Maybe, at one point, there would have been a time where he had a lover.
Her eyes had glittered with radiant yellow light and his body carried the spirit of horsemen and entrepreneurs and warriors beneath her veiled muscles. In the cool blue light of the moon, she would have been a beacon of sulfur yellow light to which every man and woman around would be automatically, subconsciously drawn.
He thought despairingly of this memory. The collection of schemas that remained in the wake of this woman who was long gone from the same path which he trekked. There lay no beacons nor landmarks ahead in the snowy, untrodden ground, lain with such insignificance that it should never meet a human gaze.
Yet here he was.
He was no one’s beacon, no one’s radial light which laid a path of familiarity and effortless charm, instead he stood stock-still in the flutter of stars and snowflakes which merged together in a melody of the sky.
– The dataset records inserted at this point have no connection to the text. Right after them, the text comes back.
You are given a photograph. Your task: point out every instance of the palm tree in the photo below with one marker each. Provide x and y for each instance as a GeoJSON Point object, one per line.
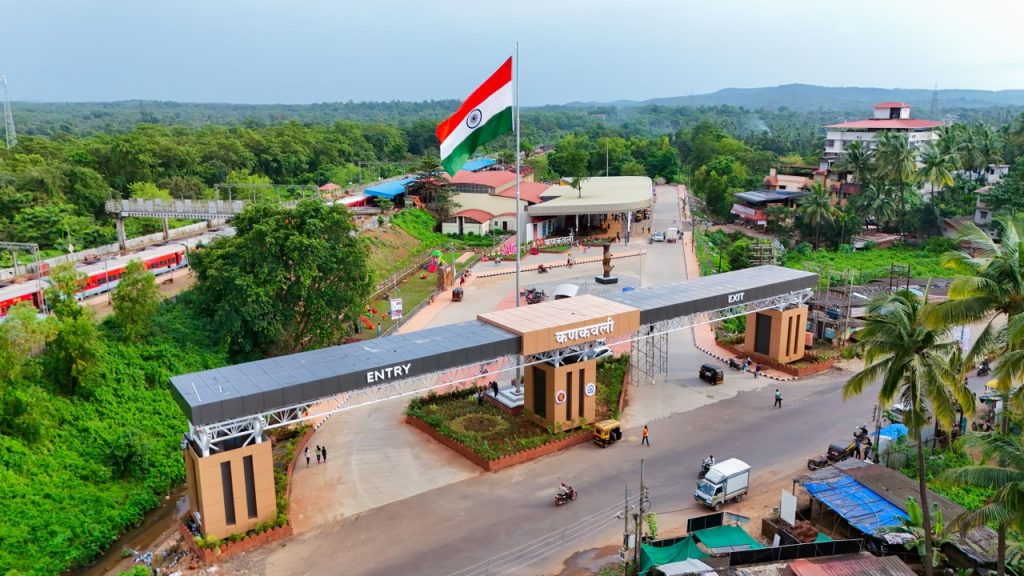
{"type": "Point", "coordinates": [897, 166]}
{"type": "Point", "coordinates": [911, 360]}
{"type": "Point", "coordinates": [989, 283]}
{"type": "Point", "coordinates": [816, 208]}
{"type": "Point", "coordinates": [876, 204]}
{"type": "Point", "coordinates": [935, 168]}
{"type": "Point", "coordinates": [1000, 468]}
{"type": "Point", "coordinates": [859, 161]}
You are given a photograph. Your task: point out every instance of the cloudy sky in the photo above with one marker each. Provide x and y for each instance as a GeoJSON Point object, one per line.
{"type": "Point", "coordinates": [297, 51]}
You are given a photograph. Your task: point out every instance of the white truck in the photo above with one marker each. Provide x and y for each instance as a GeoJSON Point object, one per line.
{"type": "Point", "coordinates": [726, 481]}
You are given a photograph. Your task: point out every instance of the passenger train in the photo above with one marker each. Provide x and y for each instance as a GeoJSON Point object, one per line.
{"type": "Point", "coordinates": [103, 276]}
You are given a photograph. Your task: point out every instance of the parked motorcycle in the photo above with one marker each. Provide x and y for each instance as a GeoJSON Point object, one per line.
{"type": "Point", "coordinates": [534, 296]}
{"type": "Point", "coordinates": [984, 369]}
{"type": "Point", "coordinates": [565, 497]}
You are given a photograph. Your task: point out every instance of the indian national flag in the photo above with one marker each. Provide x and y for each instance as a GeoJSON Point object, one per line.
{"type": "Point", "coordinates": [485, 115]}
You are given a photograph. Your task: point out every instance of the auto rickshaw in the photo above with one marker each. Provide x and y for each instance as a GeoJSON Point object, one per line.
{"type": "Point", "coordinates": [607, 432]}
{"type": "Point", "coordinates": [712, 374]}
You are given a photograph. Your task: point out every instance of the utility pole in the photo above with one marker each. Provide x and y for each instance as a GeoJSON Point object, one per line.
{"type": "Point", "coordinates": [642, 506]}
{"type": "Point", "coordinates": [8, 118]}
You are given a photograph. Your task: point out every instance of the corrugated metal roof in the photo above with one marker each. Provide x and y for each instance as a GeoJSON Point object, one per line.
{"type": "Point", "coordinates": [388, 190]}
{"type": "Point", "coordinates": [478, 164]}
{"type": "Point", "coordinates": [233, 392]}
{"type": "Point", "coordinates": [862, 564]}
His own gray hair tumbled from his form, his thin wrists concealed under a ragged blue cloak.
If she had been the light, he was a shadow. Left, wandering, without anything corporeal to take the shape of and reflect, that’s how he had gotten here, wasn’t it?
The wind died down for a single moment. He took the opportunity to pause, reach a shaking hand into his cloak and unsheath a single canteen of light he had brought. Upon reaching the air, the glass bloomed to life, though life was something so unthinkable in the barren polar plain, and yellow light crept slowly from the shaking hands of the hermit.
She raced, she bounded across the snow in a radius around the man, the cold wind had roared again to life, fluttering the snowflakes into the golden light. The hermit trembled as though the light was the lover, herself reincarnated into this lamp and now standing beside him once again.
His eyes closed, he took in a cold breath, and bathed in the lonesome light.